RRAM has another essential advantage. Engineers can build RRAM directly atop a processing circuit to integrate data storage and computation into a single chip. Researchers have pioneered this concept of uniting memory and processing into one chip because it’s faster and more energy efficient than passing data back and forth between separate chips as is the case today. A French team at the CEA-LETI research institute in Grenoble, France was responsible for grafting the RRAM onto a silicon processor.
In order to improve the storage capacity of RRAM, the researchers made a number of changes. One was to increase how much information each storage unit, called a cell, can hold. Memory devices typically consist of cells that can store either a zero or a one. The researchers devised a way to pack five values into each memory cell, rather than just the two standard options.
A second enhancement improved the endurance of RRAM. Think about data storage from a chip’s point of view: As data is continuously written to a chip’s memory cells, they can become exhausted, scrambling data and causing errors. The researchers developed an algorithm to prevent such exhaustion. They tested the endurance of their prototype and found that it should have a 10-year lifespan.
The future of computers
Mitra says the team’s computer scientists and electrical engineers worked together to integrate many software and hardware technologies on the prototype, which is currently about the diameter of a pencil eraser.
Although that is too large for futuristic, Internet of Everything applications, scientists could incorporate the way that the prototype combines memory and processing into the chips found in smartphones and other mobile devices.

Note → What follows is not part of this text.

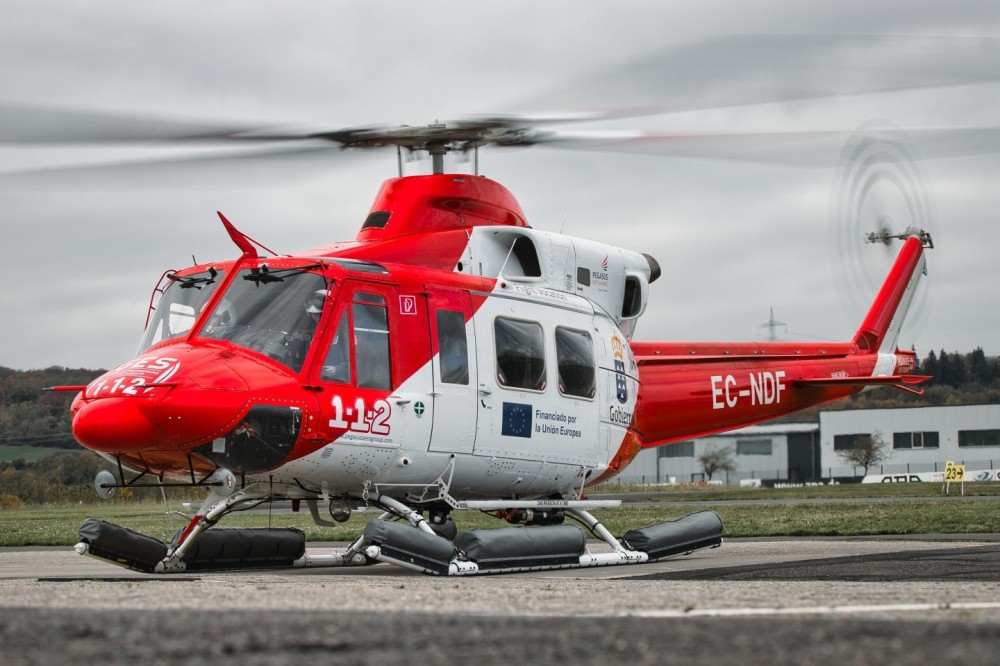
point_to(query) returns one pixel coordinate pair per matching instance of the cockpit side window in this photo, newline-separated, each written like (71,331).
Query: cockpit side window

Chip manufacturers are already showing interest in this new architecture, which was one of the goals of the team. Mitra says experience gained manufacturing one generation of chips fuels efforts to make the next iteration smaller, faster, cheaper, and more capable.
The researchers will unveil the computer-on-a-chip prototype at the International Solid-State Circuits Conference in San Francisco. Additional researchers from Stanford, CEA-LETI, and Nanyang Technical University in Singapore contributed to the work. The Defense Advanced Research Projects Agency, the Stanford SystemX Alliance, the National Science Foundation, the Semiconductor Research Corporation, and the Carnot Chair of Excellence at CEA-LETI supported the research.